Эдгар шумно сглатывает где-то совсем рядом с моим ухом.
– Я и не заметил его исчезновения…
– А он исчез, – со вздохом замечаю я.
Крики моих теней растворяются во мраке. Меня бьет дрожь. Я чувствую себя беспомощным пернатым созданием, у которого разом исчезли все силы и которое больше не сможет уже пересечь реку в одиночку. В лунном свете поблескивает льдистая корка, образовавшаяся вдоль берега, и я твержу себе, что моя слабость – это следствие морозной погоды, не более.
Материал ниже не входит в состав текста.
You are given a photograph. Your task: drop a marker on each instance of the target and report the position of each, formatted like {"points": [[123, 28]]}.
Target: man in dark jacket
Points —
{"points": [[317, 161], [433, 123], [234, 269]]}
Эдди набрасывает свой фрак мне на плечи. Ткань совсем сухая – похоже, перед прыжком в реку он успел сбросить верхнюю одежду. Его башмаки, тоже сухие, лежат неподалеку.
Я упрямо стягиваю фрак.
– Это ты у нас прошлой зимой три недели провалялся в кровати после заплыва по реке Джеймс. Ты фрак и надевай. Не хватало еще умереть от пневмонии.
Он набрасывает половину фрака мне на левое плечо, а другую половину – себе на правое.
Этот компромисс меня устраивает, и я льну к Эдди, чтобы согреться – от холода меня всю трясет.
– Во сколько отец ложится спать? – спрашиваю я.
– Примерно в половине одиннадцатого, – во всяком случае, так было до моего отъезда в университет.
Я киваю.
– Ступай домой, погрейся у камина. Этот вечер был полон потрясений, так что лучше тебе немного отдохнуть. А в полночь открой дверь в галерею…
– Но зачем?
– А затем, дорогой мой Эдгар, что если сегодня ночью у меня не вырастут наконец большие и сильные крылья, то рано поутру я проникну в комнату к Джону Аллану и задушу его подушкой.
Я чувствую, как напрягся мой поэт.
– Нужно разумно воспользоваться моментом, пока ты тонешь в пучине боли из-за Эльмиры, – добавляю я, расправив плечи.
– То есть? – прочистив горло, уточняет Эдгар.
Я поворачиваюсь к поэту и заглядываю ему в глаза. Он так близко, что я чувствую на щеке его судорожное дыхание.
– Есть предположения? – спрашиваю я.
Эдгар вздрагивает.
– Мы превратим эту боль в стихи?
– Именно, – с улыбкой киваю я. – И какие прекрасные это будут стихи, дорогой мой Эдди!